Optimizing Cyber-Resilience in Critical Infrastructure Networks

Optimizing Cyber-Resilience in Critical Infrastructure Networks

연구 분야: Infrastructure

학회: WSC '24: Proceedings of the Winter Simulation Conference

With the expanding cyber-risk terrain spanning business processes in digitally driven enterprises with critical infrastructure, it is inevitable in time that system process continuity (SPC) will be affected (e.g., via ransomware) for certain inter-dependent processes of such an enterprise, and hamper business continuity. We are interested in the question: how should managers of such enterprises optimize cyber-resilience (i.e., the ability to maintain SPC via absorbing and adapting to an adverse cyber-incident) for any complex networked critical infrastructure (CI) (sub-)system with multiple process functionality components (PFCs)?
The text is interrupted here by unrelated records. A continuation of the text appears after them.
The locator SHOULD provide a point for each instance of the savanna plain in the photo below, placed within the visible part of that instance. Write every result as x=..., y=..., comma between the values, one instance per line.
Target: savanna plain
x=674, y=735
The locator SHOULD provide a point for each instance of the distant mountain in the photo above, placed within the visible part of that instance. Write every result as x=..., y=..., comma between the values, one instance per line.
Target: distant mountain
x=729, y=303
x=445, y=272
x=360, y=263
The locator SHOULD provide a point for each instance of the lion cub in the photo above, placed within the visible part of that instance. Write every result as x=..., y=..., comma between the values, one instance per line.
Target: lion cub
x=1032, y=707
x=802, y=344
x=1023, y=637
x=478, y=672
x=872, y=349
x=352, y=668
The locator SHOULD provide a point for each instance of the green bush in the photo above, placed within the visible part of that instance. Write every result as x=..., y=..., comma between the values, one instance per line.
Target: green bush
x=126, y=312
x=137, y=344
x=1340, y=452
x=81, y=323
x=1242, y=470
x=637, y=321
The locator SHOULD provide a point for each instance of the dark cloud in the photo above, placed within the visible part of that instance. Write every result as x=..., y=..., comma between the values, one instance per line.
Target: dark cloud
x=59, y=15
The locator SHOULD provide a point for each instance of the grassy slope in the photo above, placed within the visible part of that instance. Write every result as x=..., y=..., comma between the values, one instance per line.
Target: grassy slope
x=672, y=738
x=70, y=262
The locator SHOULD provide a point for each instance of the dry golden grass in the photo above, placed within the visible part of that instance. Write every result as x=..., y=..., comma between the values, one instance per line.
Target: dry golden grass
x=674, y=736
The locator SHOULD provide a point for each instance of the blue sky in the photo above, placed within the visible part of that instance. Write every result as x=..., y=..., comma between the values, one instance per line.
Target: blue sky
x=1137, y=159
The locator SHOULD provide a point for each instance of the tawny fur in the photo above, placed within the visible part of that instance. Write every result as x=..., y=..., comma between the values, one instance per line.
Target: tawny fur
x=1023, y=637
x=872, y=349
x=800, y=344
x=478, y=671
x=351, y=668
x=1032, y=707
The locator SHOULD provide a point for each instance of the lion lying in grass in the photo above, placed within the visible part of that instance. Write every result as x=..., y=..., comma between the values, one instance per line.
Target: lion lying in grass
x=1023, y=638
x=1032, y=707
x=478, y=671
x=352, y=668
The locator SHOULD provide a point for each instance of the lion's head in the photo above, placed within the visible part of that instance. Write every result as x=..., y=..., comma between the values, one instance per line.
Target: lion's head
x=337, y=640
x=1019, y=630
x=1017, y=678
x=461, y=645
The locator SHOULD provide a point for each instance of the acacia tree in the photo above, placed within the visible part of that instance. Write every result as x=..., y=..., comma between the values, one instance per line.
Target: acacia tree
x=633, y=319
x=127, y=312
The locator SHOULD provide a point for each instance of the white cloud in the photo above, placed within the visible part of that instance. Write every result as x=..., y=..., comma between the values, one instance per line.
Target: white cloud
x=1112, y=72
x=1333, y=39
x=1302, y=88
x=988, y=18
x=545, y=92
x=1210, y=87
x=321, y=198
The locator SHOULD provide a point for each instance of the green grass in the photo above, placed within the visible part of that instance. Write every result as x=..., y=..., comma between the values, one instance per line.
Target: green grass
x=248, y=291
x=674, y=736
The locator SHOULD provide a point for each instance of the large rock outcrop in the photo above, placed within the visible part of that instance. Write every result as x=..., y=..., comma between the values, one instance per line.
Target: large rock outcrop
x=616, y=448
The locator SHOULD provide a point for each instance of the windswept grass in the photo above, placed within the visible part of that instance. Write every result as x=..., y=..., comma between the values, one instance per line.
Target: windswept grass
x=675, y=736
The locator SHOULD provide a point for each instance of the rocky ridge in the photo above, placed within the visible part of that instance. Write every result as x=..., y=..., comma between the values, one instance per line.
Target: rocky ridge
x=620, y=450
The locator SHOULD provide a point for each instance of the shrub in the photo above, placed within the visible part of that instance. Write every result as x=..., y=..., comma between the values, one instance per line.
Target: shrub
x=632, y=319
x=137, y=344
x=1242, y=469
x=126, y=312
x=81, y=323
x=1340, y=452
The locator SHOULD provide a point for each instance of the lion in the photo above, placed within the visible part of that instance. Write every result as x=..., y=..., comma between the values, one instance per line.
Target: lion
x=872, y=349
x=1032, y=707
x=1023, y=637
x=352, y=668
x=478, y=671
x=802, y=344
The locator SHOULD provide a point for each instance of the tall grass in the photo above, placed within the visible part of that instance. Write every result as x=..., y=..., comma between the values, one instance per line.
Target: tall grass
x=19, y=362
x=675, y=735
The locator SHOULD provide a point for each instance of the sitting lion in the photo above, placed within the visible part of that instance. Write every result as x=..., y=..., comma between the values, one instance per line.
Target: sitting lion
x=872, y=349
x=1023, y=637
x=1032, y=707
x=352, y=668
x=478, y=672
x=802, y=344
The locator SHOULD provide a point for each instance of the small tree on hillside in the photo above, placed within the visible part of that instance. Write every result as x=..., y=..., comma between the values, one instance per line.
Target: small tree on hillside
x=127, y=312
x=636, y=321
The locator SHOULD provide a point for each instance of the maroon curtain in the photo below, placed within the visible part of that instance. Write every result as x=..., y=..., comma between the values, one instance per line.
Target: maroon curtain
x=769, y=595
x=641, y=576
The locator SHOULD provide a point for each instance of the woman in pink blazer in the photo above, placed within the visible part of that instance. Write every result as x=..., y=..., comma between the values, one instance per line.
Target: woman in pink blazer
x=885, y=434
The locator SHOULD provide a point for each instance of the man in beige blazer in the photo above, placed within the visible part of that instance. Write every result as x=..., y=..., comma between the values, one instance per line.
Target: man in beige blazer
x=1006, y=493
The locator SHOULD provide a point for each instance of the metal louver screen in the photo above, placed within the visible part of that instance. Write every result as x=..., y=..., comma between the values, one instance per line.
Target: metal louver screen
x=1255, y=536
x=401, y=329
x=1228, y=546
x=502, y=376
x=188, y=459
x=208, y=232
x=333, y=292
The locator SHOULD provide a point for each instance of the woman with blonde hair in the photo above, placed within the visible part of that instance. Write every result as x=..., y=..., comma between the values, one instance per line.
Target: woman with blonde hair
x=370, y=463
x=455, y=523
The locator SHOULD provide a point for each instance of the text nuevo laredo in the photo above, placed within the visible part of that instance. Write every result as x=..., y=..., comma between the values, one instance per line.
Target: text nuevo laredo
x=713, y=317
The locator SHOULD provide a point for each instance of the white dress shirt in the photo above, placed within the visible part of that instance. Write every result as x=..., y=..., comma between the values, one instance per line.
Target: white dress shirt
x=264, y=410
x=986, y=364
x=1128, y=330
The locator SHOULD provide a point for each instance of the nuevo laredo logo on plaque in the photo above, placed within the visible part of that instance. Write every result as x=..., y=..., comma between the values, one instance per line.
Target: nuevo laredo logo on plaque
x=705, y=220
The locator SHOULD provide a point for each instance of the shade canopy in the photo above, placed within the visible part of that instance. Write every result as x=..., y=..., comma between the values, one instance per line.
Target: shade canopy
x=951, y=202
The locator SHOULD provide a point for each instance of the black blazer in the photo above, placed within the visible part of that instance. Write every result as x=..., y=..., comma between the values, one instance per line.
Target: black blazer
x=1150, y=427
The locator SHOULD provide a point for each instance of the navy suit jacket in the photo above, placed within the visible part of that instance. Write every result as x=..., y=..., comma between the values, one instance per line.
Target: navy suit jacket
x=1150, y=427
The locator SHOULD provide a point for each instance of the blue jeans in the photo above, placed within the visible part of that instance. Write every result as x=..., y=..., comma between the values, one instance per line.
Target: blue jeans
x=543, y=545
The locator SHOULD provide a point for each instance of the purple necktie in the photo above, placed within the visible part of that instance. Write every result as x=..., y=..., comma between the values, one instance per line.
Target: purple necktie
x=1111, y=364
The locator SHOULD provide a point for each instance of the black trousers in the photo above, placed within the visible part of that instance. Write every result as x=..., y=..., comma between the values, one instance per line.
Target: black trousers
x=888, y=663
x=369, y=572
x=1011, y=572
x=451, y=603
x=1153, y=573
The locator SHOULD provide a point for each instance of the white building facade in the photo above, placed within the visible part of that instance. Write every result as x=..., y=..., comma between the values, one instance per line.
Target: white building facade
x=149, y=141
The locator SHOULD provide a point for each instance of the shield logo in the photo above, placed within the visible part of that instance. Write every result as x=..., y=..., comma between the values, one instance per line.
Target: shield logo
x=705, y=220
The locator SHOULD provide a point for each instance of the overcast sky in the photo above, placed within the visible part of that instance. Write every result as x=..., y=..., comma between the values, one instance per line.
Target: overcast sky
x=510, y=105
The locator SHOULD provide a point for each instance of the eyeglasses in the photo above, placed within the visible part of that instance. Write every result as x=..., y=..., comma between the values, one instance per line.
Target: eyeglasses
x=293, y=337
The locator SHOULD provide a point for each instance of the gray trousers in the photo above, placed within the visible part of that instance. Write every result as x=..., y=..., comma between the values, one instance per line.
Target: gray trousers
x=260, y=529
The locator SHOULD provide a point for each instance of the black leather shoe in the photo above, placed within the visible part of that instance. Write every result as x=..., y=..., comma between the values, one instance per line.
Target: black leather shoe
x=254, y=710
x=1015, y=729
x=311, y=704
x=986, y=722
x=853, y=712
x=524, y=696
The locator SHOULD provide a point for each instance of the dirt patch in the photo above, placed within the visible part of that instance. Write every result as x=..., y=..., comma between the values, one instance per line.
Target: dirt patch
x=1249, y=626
We prove via an algorithmic graph-theoretic approach that optimizing or approximately optimizing cyber-resilience within a pre-specified enterprise cyber-protection budget in any CI with networked and inter-dependent PFCs is NP-hard. Consequently, we propose a computationally tractable graph-based Monte-Carlo simulation framework to 'optimize' (boost) cyber-resilience within any PFC network by allocating a constrained cyber-protection budget among PFCs in accordance with their Katz centralities in the PFC network.